My oldest son dropped out of high school and went to live with his father.
Let me just note; This is Not a Good Thing.
But, he’s 19 now, so I don’t really get a say. The rules in my house were apparently too strict (take a shower, finish school, apply for jobs) and so he left. Thanks to Eminem, he still wants to have a relationship with me.
Which is not to say I am anything even approaching Debbie Mathers in the realm of parenting. I’m not a substance abuser. At worst, I was more wrapped up in my own stuff sometimes than in the kids stuff, but mostly I was a naggy Mother. Not that it helped anything at all, he’s still a high school drop out without a job who rarely showers and hasn’t seen a stick of deodorant in two years. The deodorant thing, that’s genetic, on his father’s side.
So we go out to breakfast once a month now. The hubby and I suspect this is his only true meal.
This week was our lunch date. Though I asked him to shower, he still got in my car wreaking of Eau de Young Man Avec No Old Spice. We sit outside at the breakfast place we frequent in Boulder.
I’m a Mom, so I asked about his diet. There are some things a Mother just really does not want to know and shouldn’t ask. Ever. I suspect this varies from Mother to Mother. This particular Mother is a lifelong vegetarian, who has made every attempt at feeding her kids healthy, balanced meals.

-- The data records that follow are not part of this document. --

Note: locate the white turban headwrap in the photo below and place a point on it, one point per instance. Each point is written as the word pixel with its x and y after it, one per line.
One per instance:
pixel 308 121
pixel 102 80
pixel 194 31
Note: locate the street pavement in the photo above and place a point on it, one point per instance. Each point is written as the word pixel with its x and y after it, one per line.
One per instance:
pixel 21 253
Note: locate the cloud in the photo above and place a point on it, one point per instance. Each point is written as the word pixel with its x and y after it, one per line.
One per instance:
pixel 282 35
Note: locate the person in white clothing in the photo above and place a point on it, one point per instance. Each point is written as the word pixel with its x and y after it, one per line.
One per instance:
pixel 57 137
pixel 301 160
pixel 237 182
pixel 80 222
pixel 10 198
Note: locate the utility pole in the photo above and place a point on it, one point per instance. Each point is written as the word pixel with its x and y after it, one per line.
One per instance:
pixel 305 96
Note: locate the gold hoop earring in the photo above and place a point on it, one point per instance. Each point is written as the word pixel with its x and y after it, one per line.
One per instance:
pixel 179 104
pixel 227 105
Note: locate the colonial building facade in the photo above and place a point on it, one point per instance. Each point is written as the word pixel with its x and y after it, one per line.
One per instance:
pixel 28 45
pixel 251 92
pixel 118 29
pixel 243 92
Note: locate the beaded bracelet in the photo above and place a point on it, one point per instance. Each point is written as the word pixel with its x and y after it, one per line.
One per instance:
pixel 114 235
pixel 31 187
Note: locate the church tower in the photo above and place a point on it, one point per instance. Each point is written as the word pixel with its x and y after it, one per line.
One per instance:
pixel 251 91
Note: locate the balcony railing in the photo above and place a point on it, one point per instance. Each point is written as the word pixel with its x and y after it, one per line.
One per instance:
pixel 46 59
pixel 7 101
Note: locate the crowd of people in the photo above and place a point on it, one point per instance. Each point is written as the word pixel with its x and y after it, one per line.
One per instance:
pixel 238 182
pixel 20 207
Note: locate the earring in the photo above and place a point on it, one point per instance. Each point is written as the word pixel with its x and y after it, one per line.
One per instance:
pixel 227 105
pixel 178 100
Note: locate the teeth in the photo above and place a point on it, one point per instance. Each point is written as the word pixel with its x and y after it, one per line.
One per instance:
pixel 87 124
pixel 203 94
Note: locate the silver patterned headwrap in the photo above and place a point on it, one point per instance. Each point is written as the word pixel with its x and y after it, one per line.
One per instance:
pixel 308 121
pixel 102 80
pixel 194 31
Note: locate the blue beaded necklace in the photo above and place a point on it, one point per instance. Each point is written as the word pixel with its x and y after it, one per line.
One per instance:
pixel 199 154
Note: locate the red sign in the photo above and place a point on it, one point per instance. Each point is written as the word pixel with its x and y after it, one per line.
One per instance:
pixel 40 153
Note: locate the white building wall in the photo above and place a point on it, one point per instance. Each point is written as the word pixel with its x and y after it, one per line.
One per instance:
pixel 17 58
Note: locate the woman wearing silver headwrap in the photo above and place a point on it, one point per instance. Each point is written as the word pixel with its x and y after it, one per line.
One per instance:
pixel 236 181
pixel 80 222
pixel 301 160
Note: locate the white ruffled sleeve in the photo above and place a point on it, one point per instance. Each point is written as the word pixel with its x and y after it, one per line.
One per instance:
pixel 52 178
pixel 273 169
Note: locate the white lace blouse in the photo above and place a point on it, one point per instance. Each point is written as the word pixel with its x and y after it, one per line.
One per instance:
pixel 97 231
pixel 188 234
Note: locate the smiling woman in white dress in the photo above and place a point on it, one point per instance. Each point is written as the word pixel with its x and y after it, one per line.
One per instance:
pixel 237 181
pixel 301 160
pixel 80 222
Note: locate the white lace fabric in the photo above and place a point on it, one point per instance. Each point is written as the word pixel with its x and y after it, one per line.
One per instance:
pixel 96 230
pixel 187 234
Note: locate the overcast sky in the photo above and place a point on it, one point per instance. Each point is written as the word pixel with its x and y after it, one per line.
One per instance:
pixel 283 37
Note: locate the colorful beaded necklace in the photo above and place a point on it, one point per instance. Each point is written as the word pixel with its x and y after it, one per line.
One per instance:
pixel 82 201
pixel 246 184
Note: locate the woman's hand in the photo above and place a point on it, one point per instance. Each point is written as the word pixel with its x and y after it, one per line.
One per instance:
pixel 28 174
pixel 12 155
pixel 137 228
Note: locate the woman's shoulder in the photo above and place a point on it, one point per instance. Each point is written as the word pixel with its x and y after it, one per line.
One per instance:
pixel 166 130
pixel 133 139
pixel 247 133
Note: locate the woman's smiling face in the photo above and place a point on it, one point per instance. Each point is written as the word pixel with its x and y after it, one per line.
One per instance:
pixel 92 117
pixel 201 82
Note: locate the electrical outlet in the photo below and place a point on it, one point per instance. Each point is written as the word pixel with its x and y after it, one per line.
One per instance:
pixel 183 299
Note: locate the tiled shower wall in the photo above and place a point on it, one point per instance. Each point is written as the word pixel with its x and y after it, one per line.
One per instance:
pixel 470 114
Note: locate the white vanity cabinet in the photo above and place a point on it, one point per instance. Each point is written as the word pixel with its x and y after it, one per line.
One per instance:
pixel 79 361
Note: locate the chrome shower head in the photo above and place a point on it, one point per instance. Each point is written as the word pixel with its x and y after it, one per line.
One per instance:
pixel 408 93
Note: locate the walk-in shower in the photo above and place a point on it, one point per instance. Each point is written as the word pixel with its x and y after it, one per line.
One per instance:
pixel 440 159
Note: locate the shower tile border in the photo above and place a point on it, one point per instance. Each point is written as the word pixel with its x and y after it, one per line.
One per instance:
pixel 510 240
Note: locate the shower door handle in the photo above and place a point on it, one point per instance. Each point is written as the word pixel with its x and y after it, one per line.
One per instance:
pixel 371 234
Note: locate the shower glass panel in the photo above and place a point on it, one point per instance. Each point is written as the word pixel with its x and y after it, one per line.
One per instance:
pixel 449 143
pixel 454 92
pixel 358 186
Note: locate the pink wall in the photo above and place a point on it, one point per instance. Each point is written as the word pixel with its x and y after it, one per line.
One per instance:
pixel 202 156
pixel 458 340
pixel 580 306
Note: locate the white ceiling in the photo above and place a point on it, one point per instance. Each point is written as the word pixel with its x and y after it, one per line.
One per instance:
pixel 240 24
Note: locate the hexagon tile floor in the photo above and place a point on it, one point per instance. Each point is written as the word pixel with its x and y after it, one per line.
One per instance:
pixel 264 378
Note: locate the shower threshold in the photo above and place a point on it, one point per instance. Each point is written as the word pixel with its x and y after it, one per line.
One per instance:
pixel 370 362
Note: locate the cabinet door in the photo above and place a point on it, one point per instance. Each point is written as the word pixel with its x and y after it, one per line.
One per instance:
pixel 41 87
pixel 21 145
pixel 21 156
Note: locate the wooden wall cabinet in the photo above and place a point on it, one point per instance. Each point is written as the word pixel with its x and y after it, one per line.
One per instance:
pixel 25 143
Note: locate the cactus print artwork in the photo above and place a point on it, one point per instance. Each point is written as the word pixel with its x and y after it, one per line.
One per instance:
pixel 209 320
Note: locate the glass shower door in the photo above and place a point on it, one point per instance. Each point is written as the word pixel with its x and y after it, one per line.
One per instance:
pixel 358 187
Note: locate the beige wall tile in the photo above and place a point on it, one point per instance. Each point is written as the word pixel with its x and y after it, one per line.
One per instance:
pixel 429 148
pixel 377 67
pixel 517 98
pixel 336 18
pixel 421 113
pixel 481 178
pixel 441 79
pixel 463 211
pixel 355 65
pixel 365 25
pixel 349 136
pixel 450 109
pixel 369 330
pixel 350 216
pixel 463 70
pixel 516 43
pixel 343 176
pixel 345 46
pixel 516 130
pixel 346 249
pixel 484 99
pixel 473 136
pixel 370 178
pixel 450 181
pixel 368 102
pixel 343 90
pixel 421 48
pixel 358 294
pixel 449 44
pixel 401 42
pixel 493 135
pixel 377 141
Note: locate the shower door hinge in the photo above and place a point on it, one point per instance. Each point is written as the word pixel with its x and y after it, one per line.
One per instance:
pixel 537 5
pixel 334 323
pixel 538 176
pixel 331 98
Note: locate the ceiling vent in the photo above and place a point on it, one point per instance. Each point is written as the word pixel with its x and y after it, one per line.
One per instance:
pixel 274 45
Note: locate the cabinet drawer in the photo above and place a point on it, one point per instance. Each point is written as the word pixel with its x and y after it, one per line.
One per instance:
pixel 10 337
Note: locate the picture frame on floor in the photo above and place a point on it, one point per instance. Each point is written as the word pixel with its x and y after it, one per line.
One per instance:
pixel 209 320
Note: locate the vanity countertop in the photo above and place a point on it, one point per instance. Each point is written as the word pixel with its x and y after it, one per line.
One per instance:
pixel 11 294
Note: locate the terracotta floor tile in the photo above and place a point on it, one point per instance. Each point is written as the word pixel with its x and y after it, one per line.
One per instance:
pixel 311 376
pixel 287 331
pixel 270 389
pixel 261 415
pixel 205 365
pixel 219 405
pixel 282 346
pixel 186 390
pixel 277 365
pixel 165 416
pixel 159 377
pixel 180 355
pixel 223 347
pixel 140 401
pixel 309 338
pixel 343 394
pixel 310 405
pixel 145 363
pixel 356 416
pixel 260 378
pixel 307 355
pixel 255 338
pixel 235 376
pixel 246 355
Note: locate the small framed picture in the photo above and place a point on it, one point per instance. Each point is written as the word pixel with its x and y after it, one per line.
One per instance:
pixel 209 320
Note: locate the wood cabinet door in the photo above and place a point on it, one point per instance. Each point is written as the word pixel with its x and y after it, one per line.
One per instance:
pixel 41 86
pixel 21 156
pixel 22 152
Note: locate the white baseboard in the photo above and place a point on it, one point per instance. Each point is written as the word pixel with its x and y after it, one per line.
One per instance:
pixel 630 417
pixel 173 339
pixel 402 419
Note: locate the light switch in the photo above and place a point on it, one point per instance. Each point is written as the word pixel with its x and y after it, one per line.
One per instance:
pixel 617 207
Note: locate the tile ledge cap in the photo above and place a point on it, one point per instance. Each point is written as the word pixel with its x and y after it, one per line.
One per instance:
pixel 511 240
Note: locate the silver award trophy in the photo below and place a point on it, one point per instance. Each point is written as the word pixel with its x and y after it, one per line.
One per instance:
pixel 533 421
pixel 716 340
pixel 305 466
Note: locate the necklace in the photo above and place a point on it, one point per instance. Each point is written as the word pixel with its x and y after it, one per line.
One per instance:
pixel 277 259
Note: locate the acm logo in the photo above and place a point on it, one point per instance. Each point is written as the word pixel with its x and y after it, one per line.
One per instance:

Their father, however, is the guy who in his twenties, when he got a job and lived alone, ate nothing but tuna fish sandwiches. When we lived together and would go to the grocery store as a couple, he’d fill the cart in such a way that it looked like we had a house full of 12 year old boys who craved nothing but sugar. When I tried to make him healthy lunches to take to work, he complained – not enough food, not enough variety, not the right bread. So I stopped making sandwiches.
When the boys were younger, their father stocked the freezer with pizzas, taught them how to use a microwave and went to bed.
So I should not have been surprised when the kid’s answer was, “Well, Dad was tight on money so we didn’t shop for a while. I was eating, well, basically scraps. At one point, I just opened a Manwich from like 2010 and drank it right out of the can. But then about a week ago Dad and I went shopping.”
Which should have been a good thing. The son does tell me that he’s been eating fruit every day. However, his father’s SUV had issues, and was in the shop when they went shopping. They are now driving a rented sedan. When they went shopping, in the Colorado heat, they put the food in the back seat and for some reason decided the safest place for the carton of eggs would be on the shelf under the back window.
You know where this is going, don’t you?
I wish I could tell you that the 52 year old man in this story had the intelligence, responsibility, and restraint to just throw the eggs away.
But I can’t.
He was so fascinated with the fact that the eggs cooked there in the sun and heat, and that they were essentially hard boiled when they cracked them open, that he ate them and fed them to my son.
These are the genetics I chose for my children.
They are both miraculously still alive. I’m sure they ate them all in one setting, in a feast that would draw envy from Templeton the Rat.
My son boxed up the leftover breakfast potatoes from our favorite restaurant for lunch later. I told him he could put cheese on them when he reheated them, to add protein. I was then informed that the only cheese in the house was Velveeta. Slices. I just smiled, probably looking a little like an in-patient at a mental health care facility who is too drugged up to remember what brought her there. I nodded.
I dropped the kid off back at his fathers building and sent him off with leftovers and the homemade chocolate chip cookies I’d made for him. That should last about an hour before it’s back to frozen pizzas and Manwich juice.
Some days it’s best to just remind myself I am not the Mother from Weeds, and that even she managed to raise two sons to adulthood.